Compass Group and US Foods Discuss How Standards Help Build  a Centralized Nutrition Database
In a recent article, Deanne Brandstetter of the Compass Group and Jason Gunn of US Foods discussed how nutritional information in Foodservice GS1 US Standards will improve efforts of nutritionists and dieticians in schools, hospitals, senior living, and other institutional settings. (Excerpts below are from the full article in the October 2012 issue of Nutrition & Foodservice Edge magazine, published by the Association of Nutrition & Foodservice Professionals.)
           
By 2015, members of the Foodservice GS1 US Standards Initiative would like to see the majority of foodservice manufacturers affix GS1 barcodes to all their product cartons. Once in place, distributors and operators will be able to call up enhanced information about any products compliant with the standards including production and expiration dates, manufacturer lot numbers, and nutritional information.
           
The enhanced nutritional information will include a more detailed list of ingredients, calories and fat grams, gluten-free, tree nut and other allergen call-outs, and organic/Kosher designations if any.

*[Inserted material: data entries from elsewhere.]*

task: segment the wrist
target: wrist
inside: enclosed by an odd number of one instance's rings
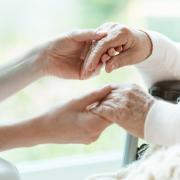
[[[151,54],[152,54],[152,49],[153,49],[153,44],[152,44],[152,40],[150,38],[150,36],[145,32],[145,31],[142,31],[142,30],[139,30],[140,32],[140,36],[139,36],[139,39],[140,39],[140,44],[141,44],[141,48],[143,51],[142,53],[142,59],[147,59]]]

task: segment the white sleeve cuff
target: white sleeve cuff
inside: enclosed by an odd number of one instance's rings
[[[180,105],[157,100],[147,114],[144,138],[150,143],[180,143]]]
[[[147,31],[147,34],[152,41],[152,54],[136,65],[147,85],[180,79],[180,47],[160,33]]]

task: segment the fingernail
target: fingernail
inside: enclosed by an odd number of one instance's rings
[[[93,71],[93,69],[94,69],[94,65],[93,65],[93,64],[90,64],[88,70],[89,70],[89,71]]]
[[[115,64],[112,64],[111,65],[111,70],[114,70],[116,68],[116,65]]]
[[[106,36],[107,35],[107,32],[105,31],[99,31],[99,32],[96,32],[97,36]]]

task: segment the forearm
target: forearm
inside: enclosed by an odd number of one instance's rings
[[[158,81],[180,80],[180,46],[166,36],[147,32],[152,40],[153,51],[149,58],[136,65],[150,87]]]
[[[48,142],[46,119],[36,117],[17,124],[0,127],[0,151],[30,147]]]
[[[0,101],[42,76],[38,49],[0,67]]]

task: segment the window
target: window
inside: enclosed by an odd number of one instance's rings
[[[93,28],[107,21],[149,28],[179,40],[179,9],[178,0],[0,0],[0,62],[6,63],[31,46],[63,31]],[[0,120],[2,124],[20,121],[90,89],[124,82],[142,84],[133,67],[111,74],[102,72],[100,76],[82,82],[46,77],[2,102]],[[113,125],[91,145],[39,145],[2,152],[0,156],[11,162],[23,162],[121,152],[123,144],[124,131]]]

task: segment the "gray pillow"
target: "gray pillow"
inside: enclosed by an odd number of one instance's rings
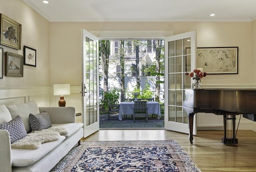
[[[30,113],[28,121],[32,131],[42,130],[52,127],[51,119],[48,113],[45,111],[36,115]]]
[[[27,135],[22,120],[18,115],[8,123],[0,124],[0,129],[8,131],[11,139],[11,143]]]

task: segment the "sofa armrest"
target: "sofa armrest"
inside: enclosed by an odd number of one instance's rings
[[[39,111],[46,111],[52,124],[76,123],[76,109],[74,107],[39,107]]]
[[[12,172],[11,141],[9,132],[0,130],[0,171]]]

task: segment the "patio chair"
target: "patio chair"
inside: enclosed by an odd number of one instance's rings
[[[126,102],[131,102],[131,101],[134,101],[134,99],[124,99],[124,101],[126,101]]]
[[[138,101],[154,101],[154,98],[153,97],[150,99],[138,99]]]
[[[134,123],[135,122],[135,117],[138,116],[145,116],[146,121],[148,122],[148,115],[146,101],[134,101],[134,107],[133,108]]]
[[[118,116],[111,117],[113,115],[118,115],[119,113],[119,107],[120,105],[111,105],[109,100],[108,100],[108,120],[112,119],[118,119]]]

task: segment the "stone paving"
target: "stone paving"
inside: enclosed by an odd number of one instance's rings
[[[118,115],[113,116],[114,119],[108,120],[107,114],[100,114],[100,128],[163,128],[164,127],[164,118],[158,120],[155,117],[149,115],[148,122],[143,118],[136,118],[135,123],[133,122],[131,116],[119,121]]]

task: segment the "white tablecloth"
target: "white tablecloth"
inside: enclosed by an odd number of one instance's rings
[[[119,115],[118,119],[122,121],[122,116],[125,115],[133,114],[133,108],[134,103],[132,102],[122,102],[120,103],[119,108]],[[147,102],[148,107],[148,113],[149,114],[158,114],[158,119],[161,117],[160,111],[160,105],[159,103],[156,101],[149,101]]]

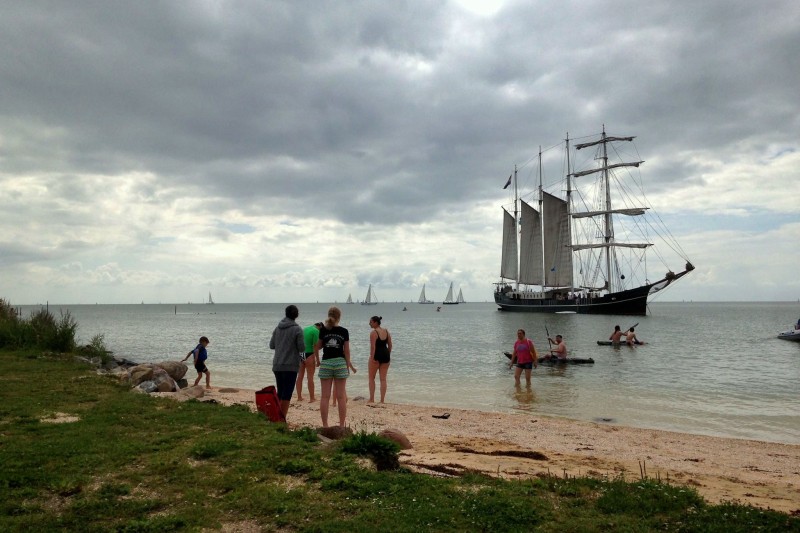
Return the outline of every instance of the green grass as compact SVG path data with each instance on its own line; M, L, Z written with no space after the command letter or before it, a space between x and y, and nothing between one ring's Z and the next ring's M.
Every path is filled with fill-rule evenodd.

Operators and distributors will also be able to access standardized images of the food product, both in its container and after preparation in the kitchen. That information is aggregated in the Global Data Synchronization Network (GDSN).
           
Just this summer, GS1 US and members of the initiative's Nutritional Attribute Requirements Task Force released the official guideline for product attributes to be listed in the GDSN to ensure that operators access the most appropriate and accurate information possible. (An update was made available in October. See article below.)
           
The biggest concern of the Task Force, says Deanne Brandstetter, vice president  of nutrition and wellness for Compass Group North America, is that the nutritional and product information available on the GDSN meets the needs of various types of businesses. "Certain chain restaurants need to meet certain nutrition labeling requirements, but people working in school lunch have to meet a completely different set of criteria," she says. "Hospitals and senior living have even more nutrients because they have to meet all the DRIs (Dietary Reference Intakes) over a period of time. That could be a total of 30 or so nutrients if you roll everything together."
           
On the distributor side, "nutritional information by far has been the most requested information by our operator customers," says Jason Gunn, supplier development specialist for US Foods. "Allergens and claims, marketing information, and images are all a close second." By "claims," Gunn is referring to statements that a product is organic or Kosher, for example.
           
"Data synchronization and the GDSN has helped make our product information better than it has ever been," said Gunn. "Very soon, we will be able to provide all nutritional information, including allergens and claims where available, through the GDSN for any US Foods-labeled item, as well as for all other manufacturer branded items as the information is published to us through the GDSN. However, more consistent updating of information by suppliers will improve this further."
           
For Brandstetter, automatic, 24/7 updating is crucial. "It makes it easier for us as recipe developers and menu developers because if we're using a certain marinara sauce and the manufacturer changes the formulation so it has less sugar, because its linked to a single GTIN (GS1 product identification number) and linked to our system, we can follow that product to all of our recipes and it will change the nutritional information for it instead of manually looking at 1,000 recipes and identifying which ones contain marinara," she says. "That might impact how much insulin a diabetic patient now needs." When it comes to allergens, and particularly in school foodservice, this accurate information becomes even more crucial.